In another Pesach analogy, Rivlin drew a comparison between the diverse nature of Israeli society and the parable of the "Four Sons" read during seder night, calling on MKs to "be awake to the dramatic cultural and demographic changes, which are altering unrecognizably the face of Israeli society."

"In order to appreciate this, it is enough to take a glimpse at the current make of the first grade in our school system, the changing mix of the students; secular, religious, Arab, haredi. 

"As time passes, we must come to terms with the fact that around the ‘Israeli Seder table’ sit at least four sons and daughters; Secular, Modern Orthodox, haredi, and Arab. 

"With the formation of this Knesset, I ask of you, not to see the Israeli mosaic we have here, as a something to fight against.  On the contrary, consider this as a challenge and a purpose, which obliges all of us to find a common language and vision."

Despite that call for a "common language", however, the vast majority of MKs from the anti-Zionist Arab Joint List party walked out of the session immediately after being sworn in, effectively boycotting the recital of Israel's national anthem, Hatikvah.

Joint List head MK Ayman Odeh and MK Dov Khenin - the only Jewish MK for the party - remained for the full session. Odeh, however, remained seated throughout the anthem.

Urging MKs to show responsibility, Rivlin concluded by emphasizing that, with elections now over, all MKs were expected to serve the interests of the wider Israeli public.

"You are not only making decisions for those who voted for you. You are making decisions for all the Israeli public," he said. "With the slightest of gesture, you can shape history, set and seal the fate and future of this people. 

"In this house, peace treaties and armistices were signed. Decisions were taken to tear many citizens from their homes. Decrees were made, and laws were passed that shaped our obligations, our rights, and our image as a people: The Basic Law: Human Rights, the law of obligatory education, of public healthcare. 

"In your hands, rests the opportunity to enact a constitution for the State of Israel."

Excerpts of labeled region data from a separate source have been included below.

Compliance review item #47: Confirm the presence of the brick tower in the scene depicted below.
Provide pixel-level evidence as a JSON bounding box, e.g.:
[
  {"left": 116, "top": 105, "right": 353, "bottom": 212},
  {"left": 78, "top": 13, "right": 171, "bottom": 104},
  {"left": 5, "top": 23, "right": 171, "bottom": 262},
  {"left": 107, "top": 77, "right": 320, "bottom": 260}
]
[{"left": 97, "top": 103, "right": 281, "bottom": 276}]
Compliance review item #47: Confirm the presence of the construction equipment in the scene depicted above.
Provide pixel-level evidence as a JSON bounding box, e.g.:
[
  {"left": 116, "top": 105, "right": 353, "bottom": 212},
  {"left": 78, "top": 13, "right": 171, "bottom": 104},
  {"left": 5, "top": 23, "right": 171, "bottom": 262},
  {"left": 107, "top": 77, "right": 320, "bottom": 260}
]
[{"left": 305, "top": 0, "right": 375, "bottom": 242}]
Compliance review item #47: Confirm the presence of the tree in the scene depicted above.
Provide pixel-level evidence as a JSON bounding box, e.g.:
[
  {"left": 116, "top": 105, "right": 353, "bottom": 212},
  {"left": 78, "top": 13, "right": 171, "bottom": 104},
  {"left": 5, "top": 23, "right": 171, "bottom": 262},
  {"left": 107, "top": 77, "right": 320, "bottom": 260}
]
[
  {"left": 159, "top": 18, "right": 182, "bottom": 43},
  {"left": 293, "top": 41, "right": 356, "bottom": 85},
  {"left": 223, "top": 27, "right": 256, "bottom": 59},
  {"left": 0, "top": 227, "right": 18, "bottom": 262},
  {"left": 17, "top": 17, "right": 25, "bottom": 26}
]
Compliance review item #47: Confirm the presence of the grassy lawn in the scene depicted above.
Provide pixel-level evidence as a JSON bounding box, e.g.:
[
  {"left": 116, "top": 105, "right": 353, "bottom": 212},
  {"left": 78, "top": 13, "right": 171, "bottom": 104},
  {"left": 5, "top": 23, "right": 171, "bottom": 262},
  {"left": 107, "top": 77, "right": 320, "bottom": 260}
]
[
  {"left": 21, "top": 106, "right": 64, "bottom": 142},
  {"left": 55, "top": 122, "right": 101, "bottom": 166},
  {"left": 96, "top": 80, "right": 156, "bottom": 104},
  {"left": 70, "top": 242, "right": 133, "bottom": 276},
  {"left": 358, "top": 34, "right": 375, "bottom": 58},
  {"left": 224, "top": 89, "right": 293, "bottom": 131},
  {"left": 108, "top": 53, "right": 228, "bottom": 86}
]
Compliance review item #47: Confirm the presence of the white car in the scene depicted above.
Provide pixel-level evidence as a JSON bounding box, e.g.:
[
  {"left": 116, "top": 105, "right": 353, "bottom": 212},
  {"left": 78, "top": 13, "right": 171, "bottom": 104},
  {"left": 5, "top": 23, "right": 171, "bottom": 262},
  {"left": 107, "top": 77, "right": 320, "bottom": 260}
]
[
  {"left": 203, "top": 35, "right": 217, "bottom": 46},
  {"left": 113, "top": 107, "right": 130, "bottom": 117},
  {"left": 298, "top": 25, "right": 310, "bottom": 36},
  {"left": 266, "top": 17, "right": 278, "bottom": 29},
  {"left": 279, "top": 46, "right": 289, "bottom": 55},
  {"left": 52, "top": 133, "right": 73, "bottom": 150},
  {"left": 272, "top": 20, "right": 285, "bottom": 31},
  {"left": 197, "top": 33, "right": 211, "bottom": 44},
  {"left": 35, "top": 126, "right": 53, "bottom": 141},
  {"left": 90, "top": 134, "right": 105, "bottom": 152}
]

Rivlin ended his address with a quote from the medieval codifier of Jewish law, Maimonides (Rambam) in his magnum opus, the Mishne Torah.

"This heavy responsibility rests on the shoulders of the Opposition as it does on the Government. You, all of you, now 120 leaders of the people and its judges.

"Our sages taught: 'A judge should always see himself as if a sword is drawn on his neck. He should know whom he is judging, before Whom he is judging, and Who will ultimately exact retribution from him if he deviates from the path of truth,' (Mishneh Torah, Sanhedrin 23:8). 

"In the name of the Israeli people, I pray that brotherhood and unity will be instilled between you, and you will, with humility, make wise and courageous decisions."